With Sarepta in its sights, PepGen prices IPO to fund DMD trials

PepGen has refueled in the race to develop a next-generation rival to Sarepta’s Exondys. The biotech missed the bottom end of its IPO range but upped the share count, enabling it to reel in $108 million to challenge Sarepta for the Duchenne muscular dystrophy (DMD) market.

Boston-based PepGen is seeking to disrupt the DMD market by attaching a cell-penetrating peptide to a therapeutic oligonucleotide that targets exon 51. Sarepta’s DMD drug Exondys targets the same exon, but its efficacy is limited by the amount of the oligonucleotide that gets into the cell. Attaching the drug to a cell-penetrating peptide could boost efficacy by getting more of the oligonucleotide to its target, leading companies including PepGen and Sarepta to pursue the idea.

Sarepta’s candidate, SRP-5051, is already in phase 2. Armed with the IPO haul, PepGen plans to join its rival in midphase development, earmarking $70 million of its cash for the completion of an active phase 1 and a planned phase 2a of its prospect PGN-EDO51.

The studies will provide an early test of whether PepGen’s claims about PGN-EDO51 hold water. Based on studies that compared the therapy to a molecule designed to be structurally equivalent to SRP-5051, PepGen thinks its candidate has greater activity than Sarepta’s rival asset. The data come from studies in nonhuman primates. 

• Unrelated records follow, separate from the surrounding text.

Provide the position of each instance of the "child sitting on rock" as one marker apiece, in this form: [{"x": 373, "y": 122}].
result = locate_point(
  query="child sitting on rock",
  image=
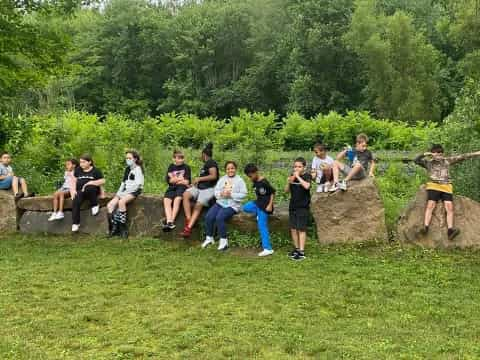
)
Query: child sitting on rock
[
  {"x": 322, "y": 166},
  {"x": 439, "y": 186},
  {"x": 8, "y": 180},
  {"x": 361, "y": 162}
]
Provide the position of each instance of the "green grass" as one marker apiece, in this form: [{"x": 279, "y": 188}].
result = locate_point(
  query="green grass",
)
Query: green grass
[{"x": 101, "y": 299}]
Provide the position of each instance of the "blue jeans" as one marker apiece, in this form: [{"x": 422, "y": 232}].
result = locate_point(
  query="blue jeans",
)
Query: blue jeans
[
  {"x": 218, "y": 215},
  {"x": 262, "y": 223},
  {"x": 6, "y": 184}
]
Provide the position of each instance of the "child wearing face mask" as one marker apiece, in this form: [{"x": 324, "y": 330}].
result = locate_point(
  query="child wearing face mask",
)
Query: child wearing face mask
[{"x": 130, "y": 188}]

If all goes to plan, PepGen will have top-line data from the phase 1 by the end of the year. A potential red flag will be any cases of low blood pressure, which were seen in nonhuman primates at doses above those PepGen plans to test in the clinic. Ultimately, PepGen aims to seek accelerated approval, noting in its filing that “the FDA has approved at least four drugs based on their minimal dystrophin production” and expressing a belief it can get to market “on that same basis.”

PepGen has set aside another $45 million to take PGN-EDODM1 through a phase 1/2 clinical trial. The drug candidate is designed for use in DMD patients whose mutations are amenable to exon 53 skipping, a therapeutic approach used by Sarepta’s Vyondys. PepGen expects to post data in nonhuman primates in the second half of 2022 and file for trial authorization the following year. 

Enough investors have bought into the idea to enable PepGen’s plans. Having raised a $113 million round last year, PepGen ended 2021 with $133 million in the bank. Public investors are set to buy 9 million shares at $12 a pop.

PepGen had aimed to sell 7.2 million shares for between $13 and $15 apiece, meaning that, while it missed its range, the biotech has still raised more cash than if it had hit the midpoint of the original plan.